Arte

Piero Guccione e il colore del mare e del cielo

Il Museo d’Arte Mendrisio ripercorrere il viaggio attorno al mare di Piero Guccione attraverso i suoi capolavori tra oli e pastelli

 

 

MENDRISIO (Canton Ticino) – Con la prima retrospettiva post mortem, il Museo d’Arte Mendrisio intende ripercorrere il viaggio attorno al mare di Piero Guccione.
Lo fa attraverso l’esposizione di 56 capolavori tra oli e pastelli realizzati dal 1970 fino alla conclusione del suo percorso. La scelta delle opere è stata curata dal Museo d’arte Mendrisio in collaborazione con l’Archivio Piero Guccione.
Non c’è mai stato un artista che sia riuscito a dare la dimensione della luce e della relazione tra l’azzurro del mare e del cielo come Piero Guccione, tra i maggiori protagonisti della pittura italiana del secondo Novecento.
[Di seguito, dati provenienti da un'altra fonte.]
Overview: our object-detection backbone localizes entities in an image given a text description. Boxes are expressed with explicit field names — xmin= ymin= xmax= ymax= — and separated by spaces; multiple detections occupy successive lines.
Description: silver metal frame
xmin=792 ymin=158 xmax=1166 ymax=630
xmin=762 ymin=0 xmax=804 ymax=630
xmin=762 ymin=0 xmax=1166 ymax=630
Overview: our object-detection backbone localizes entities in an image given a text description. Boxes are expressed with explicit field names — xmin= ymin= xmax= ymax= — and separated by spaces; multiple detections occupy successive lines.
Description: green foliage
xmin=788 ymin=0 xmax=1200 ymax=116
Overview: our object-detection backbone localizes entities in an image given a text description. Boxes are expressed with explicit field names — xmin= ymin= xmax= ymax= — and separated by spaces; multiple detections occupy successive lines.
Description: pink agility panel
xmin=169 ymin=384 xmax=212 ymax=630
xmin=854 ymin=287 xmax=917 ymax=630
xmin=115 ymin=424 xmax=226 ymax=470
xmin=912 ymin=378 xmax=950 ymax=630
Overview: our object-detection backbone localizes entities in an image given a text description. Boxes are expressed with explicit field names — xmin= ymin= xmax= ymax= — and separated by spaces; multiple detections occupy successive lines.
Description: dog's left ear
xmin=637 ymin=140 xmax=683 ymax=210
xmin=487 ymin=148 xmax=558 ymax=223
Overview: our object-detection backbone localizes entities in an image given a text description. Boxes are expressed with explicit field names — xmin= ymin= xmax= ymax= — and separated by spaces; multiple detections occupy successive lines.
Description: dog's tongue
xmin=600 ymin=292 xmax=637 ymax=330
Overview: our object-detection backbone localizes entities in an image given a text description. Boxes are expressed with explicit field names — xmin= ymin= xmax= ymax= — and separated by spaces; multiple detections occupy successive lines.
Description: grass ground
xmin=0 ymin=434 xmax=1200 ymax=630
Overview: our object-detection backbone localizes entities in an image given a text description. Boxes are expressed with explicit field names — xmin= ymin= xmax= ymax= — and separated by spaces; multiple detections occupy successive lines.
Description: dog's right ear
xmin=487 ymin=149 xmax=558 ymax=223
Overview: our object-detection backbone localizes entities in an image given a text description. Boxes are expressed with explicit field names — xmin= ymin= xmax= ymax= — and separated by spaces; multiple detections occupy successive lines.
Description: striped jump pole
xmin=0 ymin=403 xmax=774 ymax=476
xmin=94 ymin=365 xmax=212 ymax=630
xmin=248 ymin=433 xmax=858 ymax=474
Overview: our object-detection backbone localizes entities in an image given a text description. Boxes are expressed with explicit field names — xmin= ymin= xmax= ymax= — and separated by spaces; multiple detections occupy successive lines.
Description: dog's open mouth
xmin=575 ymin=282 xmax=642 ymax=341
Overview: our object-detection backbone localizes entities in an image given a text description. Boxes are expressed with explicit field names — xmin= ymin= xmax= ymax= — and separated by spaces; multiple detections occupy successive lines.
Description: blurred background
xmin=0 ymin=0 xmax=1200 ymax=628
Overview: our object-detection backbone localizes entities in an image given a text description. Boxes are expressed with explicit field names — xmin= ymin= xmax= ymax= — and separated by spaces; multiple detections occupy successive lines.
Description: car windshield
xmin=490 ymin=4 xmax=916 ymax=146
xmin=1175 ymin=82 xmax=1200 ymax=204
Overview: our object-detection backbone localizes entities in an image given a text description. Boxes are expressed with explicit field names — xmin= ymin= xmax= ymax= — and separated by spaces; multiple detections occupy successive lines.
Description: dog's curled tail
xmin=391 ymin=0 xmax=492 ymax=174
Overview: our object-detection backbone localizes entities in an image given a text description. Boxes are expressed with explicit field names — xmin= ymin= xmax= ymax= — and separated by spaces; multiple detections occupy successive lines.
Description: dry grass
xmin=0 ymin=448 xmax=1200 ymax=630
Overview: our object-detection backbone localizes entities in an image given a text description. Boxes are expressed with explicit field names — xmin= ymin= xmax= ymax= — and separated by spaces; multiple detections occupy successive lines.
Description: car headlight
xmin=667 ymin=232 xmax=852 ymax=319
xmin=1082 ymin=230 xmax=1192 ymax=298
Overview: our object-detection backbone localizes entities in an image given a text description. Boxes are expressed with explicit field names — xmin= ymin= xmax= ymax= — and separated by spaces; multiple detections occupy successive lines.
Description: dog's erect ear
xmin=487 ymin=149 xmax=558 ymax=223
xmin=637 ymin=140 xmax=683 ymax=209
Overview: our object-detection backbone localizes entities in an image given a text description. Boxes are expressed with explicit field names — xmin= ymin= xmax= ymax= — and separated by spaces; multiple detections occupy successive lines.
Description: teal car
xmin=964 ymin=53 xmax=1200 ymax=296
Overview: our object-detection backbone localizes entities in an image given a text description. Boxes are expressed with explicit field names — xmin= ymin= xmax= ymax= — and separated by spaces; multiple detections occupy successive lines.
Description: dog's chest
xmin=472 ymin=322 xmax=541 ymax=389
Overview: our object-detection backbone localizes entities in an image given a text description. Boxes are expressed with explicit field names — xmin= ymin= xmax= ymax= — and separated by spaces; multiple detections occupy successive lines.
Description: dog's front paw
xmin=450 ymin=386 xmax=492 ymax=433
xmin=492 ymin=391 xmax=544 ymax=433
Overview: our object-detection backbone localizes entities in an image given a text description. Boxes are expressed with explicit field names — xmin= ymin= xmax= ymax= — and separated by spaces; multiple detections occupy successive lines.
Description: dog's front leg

A questo rilevante artista siciliano, nato a Scicli nel 1935 e recentemente scomparso, la città svizzera di Mendrisio, nel Canton Ticino, ospita fino al 30 giugno 2019 la prima mostra a lui dedicata, allestita negli spazi del Museo d’Arte di Mendrisio.

 

Piero Guccione

L’artista per oltre quaranta anni ogni mattina ha guardato il mare cercando di coglierne le variazioni, in particolare per trovarci sempre l’anima dell’uomo.
«Mi attira l’assoluta immobilità del mare, che però è costantemente in movimento.» È questa la grande impresa che quotidianamente ha affrontato: guardare il mare con il desiderio di fissare qualcosa in continuo movimento, portando la sua ricerca ai limiti dell’astrazione, rimanendo però ben ancorato alla realtà. Fino alla fine Guccione sa rimanere pittore di un’antica tradizione radicata nel dato realistico, figurativo.
L’artista
oltre all’olio, prediligeva l’uso del pastello, mezzo che scopre tra il 1973 e il 1974 come tecnica “veloce” in alternativa, o meglio, in sostegno al lento procedere dell’olio. Da quel momento in avanti il pastello assume sempre più importanza nella sua opera, dandogli modo di esprimere un’emozione più immediata e diretta. Sentimenti e passioni come gioia e dolore, malinconia e indignazione.